My Freshman year in high school, I dated this guy. After we broke up, we stayed really good friends. Everything was fine until the next year when he started dating this girl who was sort of a friend of mine. That's when I realized that I still had feelings for him. We were working on a play together at the time, so I couldn't just ignore him. Both of us were either plain mean or really cold toward each other, especially me. Later that same year, in the spring while we were working on the musical together we became friends again. After he broke up with his girlfriend, we went a little beyond just friends. But later I found out that he had also been acting the same way with two other girls, who just happened to be two of my good friends. After a while of being angry, I forgave him. We've been friends for almost two years, but I can't let go of the romantic part of our relationship. Worse, he keeps starting it up again. I want to get out of this pattern that I'm in. I've been working on it, but I'm afraid of letting go of our friendship. I'm not sure I can stay friends with him and get over him. Oh, and I also haven't dated anyone else since we broke up. What can I do?
-Friends?

Dear Friends?,

I think you saved the most important part of your letter til the end. You haven't dated anyone since you guys broke up - and I think that's a big reason you're writing. Meaning, you probably wouldn't still be hung up on your ex, if you had met someone else who you were interested in.

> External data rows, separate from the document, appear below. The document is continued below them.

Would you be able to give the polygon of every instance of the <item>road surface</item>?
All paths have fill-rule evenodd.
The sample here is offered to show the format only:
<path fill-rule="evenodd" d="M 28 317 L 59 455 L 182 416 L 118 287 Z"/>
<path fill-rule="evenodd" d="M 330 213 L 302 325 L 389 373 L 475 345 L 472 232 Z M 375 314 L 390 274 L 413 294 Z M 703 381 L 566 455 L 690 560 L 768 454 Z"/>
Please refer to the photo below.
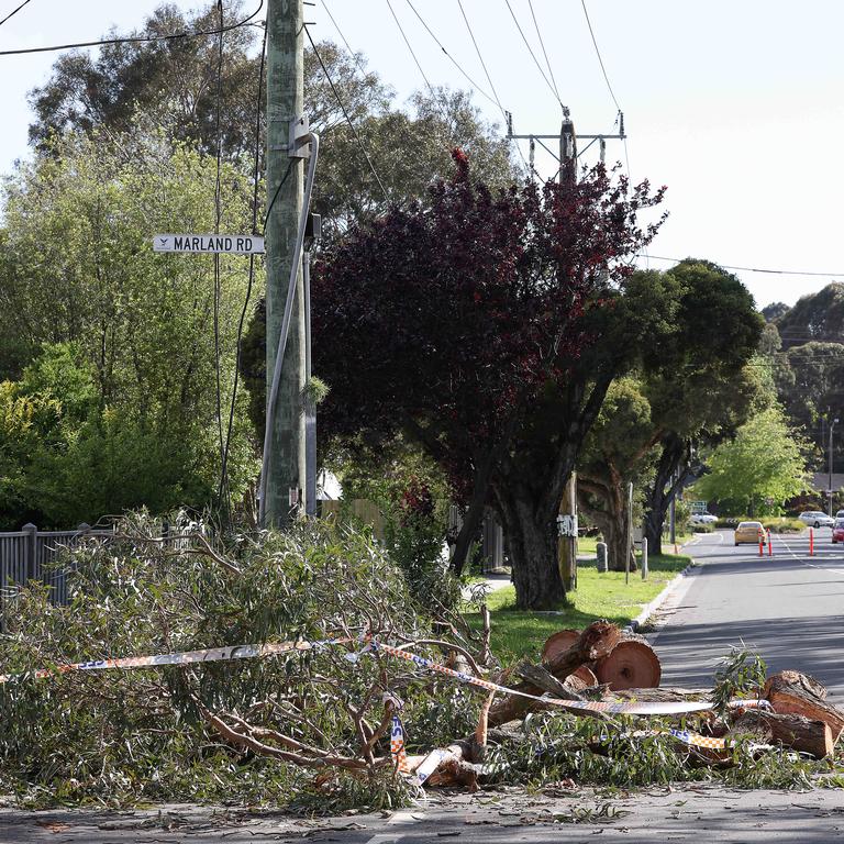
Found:
<path fill-rule="evenodd" d="M 744 642 L 771 671 L 811 674 L 844 702 L 844 545 L 832 531 L 773 537 L 774 556 L 733 544 L 732 531 L 701 534 L 686 553 L 700 568 L 657 613 L 649 637 L 664 686 L 710 686 L 718 659 Z"/>

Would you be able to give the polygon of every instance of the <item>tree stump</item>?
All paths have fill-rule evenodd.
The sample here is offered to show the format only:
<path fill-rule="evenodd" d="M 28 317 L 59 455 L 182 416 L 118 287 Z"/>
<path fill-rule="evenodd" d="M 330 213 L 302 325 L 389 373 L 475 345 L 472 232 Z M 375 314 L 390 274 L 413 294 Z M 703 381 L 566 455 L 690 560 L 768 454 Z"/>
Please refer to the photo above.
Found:
<path fill-rule="evenodd" d="M 831 756 L 835 751 L 829 724 L 802 715 L 778 715 L 749 709 L 735 720 L 729 735 L 742 733 L 751 733 L 766 744 L 777 742 L 791 749 L 809 753 L 817 759 Z"/>
<path fill-rule="evenodd" d="M 826 689 L 813 677 L 799 671 L 779 671 L 765 682 L 763 696 L 780 715 L 803 715 L 830 728 L 833 745 L 844 731 L 844 712 L 828 703 Z"/>
<path fill-rule="evenodd" d="M 609 684 L 611 691 L 621 689 L 655 689 L 663 669 L 654 648 L 642 636 L 630 636 L 595 664 L 599 682 Z"/>

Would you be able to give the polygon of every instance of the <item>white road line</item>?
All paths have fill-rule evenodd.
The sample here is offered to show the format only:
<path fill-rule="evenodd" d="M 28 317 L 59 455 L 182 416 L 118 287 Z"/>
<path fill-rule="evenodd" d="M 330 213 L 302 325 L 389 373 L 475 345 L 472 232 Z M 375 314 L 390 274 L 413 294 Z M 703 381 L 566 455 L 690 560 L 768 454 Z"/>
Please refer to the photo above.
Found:
<path fill-rule="evenodd" d="M 418 823 L 424 817 L 423 813 L 404 809 L 399 812 L 393 812 L 390 820 L 387 821 L 387 825 L 402 826 L 409 823 Z M 373 835 L 366 844 L 398 844 L 403 837 L 404 835 L 399 832 L 379 832 L 377 835 Z"/>
<path fill-rule="evenodd" d="M 844 571 L 842 571 L 840 568 L 826 568 L 825 566 L 815 566 L 814 563 L 807 563 L 802 557 L 795 554 L 793 551 L 791 551 L 791 546 L 785 541 L 782 537 L 782 534 L 778 534 L 777 538 L 786 546 L 786 551 L 800 564 L 804 566 L 809 566 L 809 568 L 817 568 L 819 571 L 829 571 L 832 575 L 842 575 Z M 842 578 L 844 579 L 844 578 Z"/>

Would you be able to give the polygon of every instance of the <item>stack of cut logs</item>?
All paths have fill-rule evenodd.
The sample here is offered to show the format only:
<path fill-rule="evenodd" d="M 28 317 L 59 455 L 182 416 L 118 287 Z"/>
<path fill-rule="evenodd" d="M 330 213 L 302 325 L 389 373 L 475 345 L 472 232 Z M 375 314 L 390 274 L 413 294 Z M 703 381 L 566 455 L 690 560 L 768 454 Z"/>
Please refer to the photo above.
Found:
<path fill-rule="evenodd" d="M 653 648 L 641 636 L 622 632 L 608 621 L 597 621 L 584 631 L 555 633 L 545 643 L 542 662 L 523 663 L 514 674 L 521 677 L 518 685 L 513 685 L 512 675 L 501 681 L 518 691 L 573 701 L 666 702 L 708 700 L 711 695 L 710 689 L 660 688 L 662 668 Z M 780 744 L 815 758 L 834 753 L 844 731 L 844 711 L 826 700 L 826 689 L 815 679 L 793 670 L 780 671 L 767 678 L 758 697 L 770 708 L 735 708 L 728 722 L 719 722 L 710 713 L 709 723 L 701 730 L 728 741 L 751 735 L 759 744 Z M 441 781 L 473 786 L 477 775 L 469 763 L 482 762 L 493 729 L 547 709 L 558 707 L 517 696 L 490 698 L 476 734 L 448 747 L 432 785 Z M 699 755 L 710 762 L 723 762 L 729 756 L 711 751 Z"/>

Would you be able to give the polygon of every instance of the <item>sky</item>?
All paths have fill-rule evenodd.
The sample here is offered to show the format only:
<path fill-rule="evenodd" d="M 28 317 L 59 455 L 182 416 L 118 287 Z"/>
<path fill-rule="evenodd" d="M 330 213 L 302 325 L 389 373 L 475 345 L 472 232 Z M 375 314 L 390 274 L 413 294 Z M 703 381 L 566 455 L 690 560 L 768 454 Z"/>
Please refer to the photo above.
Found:
<path fill-rule="evenodd" d="M 0 0 L 0 20 L 21 0 Z M 244 0 L 252 11 L 259 0 Z M 488 93 L 490 85 L 458 0 L 411 0 L 448 54 Z M 0 26 L 0 49 L 89 41 L 112 26 L 140 26 L 160 0 L 30 0 Z M 200 0 L 175 0 L 184 10 Z M 559 100 L 578 132 L 613 133 L 617 107 L 592 44 L 581 0 L 509 0 L 538 63 L 536 27 Z M 554 134 L 562 110 L 540 74 L 507 0 L 462 0 L 492 85 L 517 133 Z M 315 37 L 340 42 L 326 8 L 355 51 L 400 101 L 425 87 L 393 20 L 399 18 L 424 77 L 469 87 L 413 14 L 408 0 L 315 0 L 306 7 Z M 652 256 L 703 257 L 722 265 L 818 273 L 737 270 L 759 307 L 793 303 L 842 274 L 844 64 L 841 0 L 586 0 L 615 99 L 625 148 L 609 141 L 608 162 L 629 162 L 635 181 L 666 185 L 670 216 Z M 262 12 L 263 16 L 264 12 Z M 26 93 L 49 77 L 58 54 L 0 56 L 0 174 L 30 155 Z M 545 69 L 545 76 L 549 77 Z M 475 91 L 490 121 L 496 104 Z M 307 108 L 307 104 L 306 104 Z M 552 142 L 553 144 L 553 142 Z M 581 147 L 584 144 L 581 143 Z M 526 144 L 522 151 L 528 155 Z M 595 147 L 585 153 L 591 160 Z M 537 155 L 545 177 L 556 169 Z M 376 162 L 377 166 L 377 162 Z M 665 268 L 653 257 L 640 264 Z"/>

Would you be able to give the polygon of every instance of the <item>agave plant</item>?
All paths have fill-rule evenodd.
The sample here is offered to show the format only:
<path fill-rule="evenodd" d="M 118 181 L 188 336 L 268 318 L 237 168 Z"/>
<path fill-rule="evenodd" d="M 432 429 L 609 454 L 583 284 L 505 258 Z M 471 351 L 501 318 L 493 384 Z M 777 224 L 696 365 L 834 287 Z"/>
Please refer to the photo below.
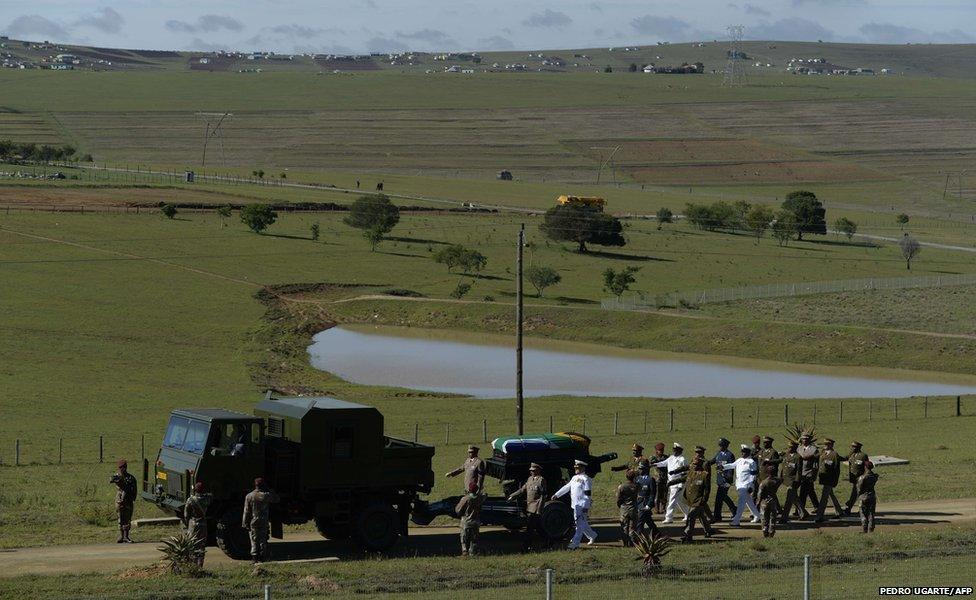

I think you need to cure your crush on this friend, by looking for someone new to adore. This guy hasn't acted that well, and quite frankly, he doesn't sound good enough for you. Next time he tries to start something, tell him, "I only want to do that with someone who really wants to be with me, in a serious way." That will give him the opportunity to either confess his undying love, or to go after someone else (I suspect the latter will happen). Then you must resolve to get over this guy, whether that means ending the friendship or not, and pin your romantic hopes on someone new.